Hans Stimmann, Berlin’s chief architect from 1991 to 2006 and the father of the city’s inner-city master plan, reckons both airport and opera were brought low by a very German obsession with technological sophistication.
“Germany is the country of the Audi A8 and the Mercedes S-Class,” he says. “We want everything to be technically perfect – and that applies to buildings ancient and modern.”
The refurbishment of the opera involves, in effect, placing a modern opera house within a slender baroque corset, requiring much digging and tunnelling in and around the historic building. Unpleasant surprises were almost inevitable – newly discovered ruins are now causing the delay.
At the airport, the designers wanted to install an ultra-discreet, state-of-the-art fire-safety system, but they appear to have told their political bosses too late that their technological ambition had run far ahead of their ability to realize it on time.
While Mr. Stimmann is relatively relaxed about the opera’s problems – “these kind of things happen with old buildings” – he is scathing about the airport delay.
“It is a disaster for Germany’s reputation for technology and manufacturing,” he says. “This is the sort of ‘standard’ big public works project we are meant to be good at.”
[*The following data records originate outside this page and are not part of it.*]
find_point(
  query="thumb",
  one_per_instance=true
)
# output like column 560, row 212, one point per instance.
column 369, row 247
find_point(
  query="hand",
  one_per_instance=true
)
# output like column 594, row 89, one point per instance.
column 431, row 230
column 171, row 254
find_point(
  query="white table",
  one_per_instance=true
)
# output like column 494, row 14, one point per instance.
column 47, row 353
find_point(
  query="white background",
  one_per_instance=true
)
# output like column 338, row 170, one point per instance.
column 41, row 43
Public-works debacles are damaging the city’s image as a place to do business, warns Berlin’s chamber of commerce. “People always look at Germany and expect things to be very well-organized,” says Rainer Schwarz, managing director.
Yet despite a weak local economy, the city has become a magnet for people from all over the world. New arrivals have outnumbered those leaving since 2005 and of the 40,000 who came last year two-thirds were from outside Germany.
Mr. Kaminer, whose first book Russian Disco is about “the everyday lunacy on the streets of Berlin,” says the new airport is the place where traditional German caution and a penchant for meticulous planning meet “this Babylonian tower of multiplicity and bombast.”
The city’s chaos offers the chance to turn “this country of insurance companies” into something more daring, he says. “We’re just re-inscribing what it means to be German, and Berlin is at the vanguard.”